- Conference: Ohio Valley Conference
- Record: 17–12 (11–7 Ohio Valley)
- Head coach: Rick Samuels (20th season);
- Home arena: Lantz Arena

= 1999–2000 Eastern Illinois Panthers men's basketball team =

American college basketball season

The 1999–2000 Eastern Illinois Panthers men's basketball team represented the Eastern Illinois University during the 1999–2000 NCAA Division I men's basketball season. This was Rick Samuels' 20th season as head coach at Eastern Illinois.

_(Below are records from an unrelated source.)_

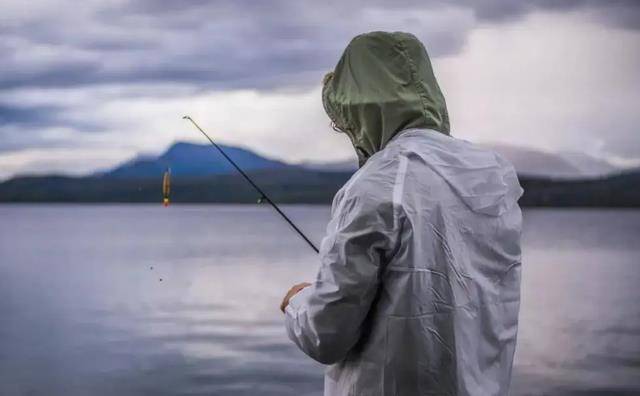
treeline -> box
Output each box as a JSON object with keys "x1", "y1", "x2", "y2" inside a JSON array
[{"x1": 0, "y1": 169, "x2": 640, "y2": 207}]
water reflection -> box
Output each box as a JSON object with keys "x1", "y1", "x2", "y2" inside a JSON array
[{"x1": 0, "y1": 206, "x2": 640, "y2": 395}]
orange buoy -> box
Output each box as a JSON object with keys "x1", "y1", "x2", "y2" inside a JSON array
[{"x1": 162, "y1": 168, "x2": 171, "y2": 207}]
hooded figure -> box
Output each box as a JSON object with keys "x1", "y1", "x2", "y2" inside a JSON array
[{"x1": 283, "y1": 32, "x2": 522, "y2": 396}]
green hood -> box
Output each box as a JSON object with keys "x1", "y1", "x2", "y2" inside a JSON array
[{"x1": 322, "y1": 32, "x2": 449, "y2": 165}]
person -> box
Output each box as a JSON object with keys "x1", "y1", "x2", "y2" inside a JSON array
[{"x1": 281, "y1": 32, "x2": 523, "y2": 396}]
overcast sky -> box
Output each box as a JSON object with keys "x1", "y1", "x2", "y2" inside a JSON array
[{"x1": 0, "y1": 0, "x2": 640, "y2": 178}]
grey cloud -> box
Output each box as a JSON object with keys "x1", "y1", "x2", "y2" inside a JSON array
[
  {"x1": 0, "y1": 0, "x2": 640, "y2": 89},
  {"x1": 0, "y1": 103, "x2": 103, "y2": 136}
]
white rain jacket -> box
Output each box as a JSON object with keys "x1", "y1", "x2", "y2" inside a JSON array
[{"x1": 285, "y1": 129, "x2": 522, "y2": 396}]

Guard Kyle Hill was leading scorer, averaging 19.1 points per game, junior forward Merve Joseph with 7.3 rebounds per games.

==Schedule==

| Date time, TV | Rank^{#} | Opponent^{#} | Result | Record | Site city, state |
| November 21* |  | at Iowa | L 79–95 | 0–1 | Carver-Hawkeye Arena Iowa City, Iowa |
| November 23* |  | at Nebraska | L 78–81 ^{2OT} | 0–2 | Bob Devaney Sports Center Lincoln, Nebraska |
| November 29* |  | Illinois College | W 94–47 | 1–2 | Lantz Arena Charleston, Illinois |
| December 2 |  | at Middle Tennessee | W 76–72 | 2–2 (1–0) | Murphy Athletic Center |
| December 4 |  | at Tennessee Tech | L 97–107 ^{2OT} | 2–3 (1–1) | Eblen Center Cookeville, Tennessee |
| December 7* |  | Bulter | W 69–60 ^{OT} | 3–3 (1–1) | Lantz Arena Charleston, Illinois |
| December 11* |  | at Western Illinois | W 82–66 | 4–3 (1–1) | Western Hall Macomb, Illinois |
| December 19* |  | at Indiana State | L 91–102 ^{2OT} | 4–4 (1–1) | Hulman Center Terre Haute, Indiana |
| December 23* |  | Arkansas State | W 90–70 | 4–5 (1–1) | Lantz Arena Charleston, Illinois |
| December 30* |  | at Evansville | L 69–92 | 4–6 (1–1) | Roberts Stadium |
| January 6 |  | Austin Peay | W 75–73 | 5–6 (2–1) | Lantz Arena Charleston, Illinois |
| January 8 |  | Tennessee State | W 81–50 | 6–6 (3–1) | Lantz Arena Charleston, Illinois |
| January 13 |  | at Murray State | L 69–83 | 6–7 (3–2) | Regional Special Events Center Murray, Kentucky |
| January 15 |  | at Tennessee-Martin | L 65–74 | 6–8 (3–3) | Skyhawk Arena |
| January 18 |  | Middle Tennessee | W 69–63 | 7–8 (4–3) | Lantz Arena Charleston, Illinois |
| January 22 |  | at Southeast Missouri State | L 66–77 | 7–9 (4–4) | Show Me Center Cape Girardeau, Missouri |
| January 27 |  | Eastern Kentucky | W 85–57 | 8–9 (5–4) | Lantz Arena Charleston, Illinois |
| January 29 |  | Morehead State | W 89–69 | 9–9 (6–4) | Lantz Arena Charleston, Illinois |
| February 3 |  | at Austin Peay | L 69–70 | 10–9 (6–5) | Winfield Dunn Center |
| February 5 |  | at Tennessee State | W 98–78 | 11–9 (7–5) | Gentry Center Complex |
| February 8 |  | Tennessee Tech | W 73–64 | 12–9 (8–5) | Lantz Arena Charleston, Illinois |
| February 10 |  | Murray State | L 67–75 | 12–10 (8–6) | Lantz Arena Charleston, Illinois |
| February 12 |  | Tennessee-Martin | W 82–75 | 13–10 (9–6) | Lantz Arena Charleston, Illinois |
| February 16* |  | St. Francis (IL) | W 87–57 | 14–10 (9–6) | Lantz Arena Charleston, Illinois |
| February 19 |  | Southeast Missouri State | L 71–72 | 14–11 (9–7) | Lantz Arena Charleston, Illinois |
| February 24 |  | at Eastern Kentucky | W 90–47 | 15–11 (10–7) | McBrayer Arena |
| February 26 |  | at Morehead State | W 105–92 | 16–11 (11–7) | Ellis T. Johnson Arena |
Ohio Valley tournament
| February 29 |  | at Austin Peay | W 107–100 ^{2OT} | 17–11 (11–7) | Winfield Dunn Center |
| March 4 |  | vs. Murray State | L 70–89 | 17–12 (11–7) | Bridgestone Arena Nashville, Tennessee |
*Non-conference game. ^{#}Rankings from AP Poll. (#) Tournament seedings in parentheses.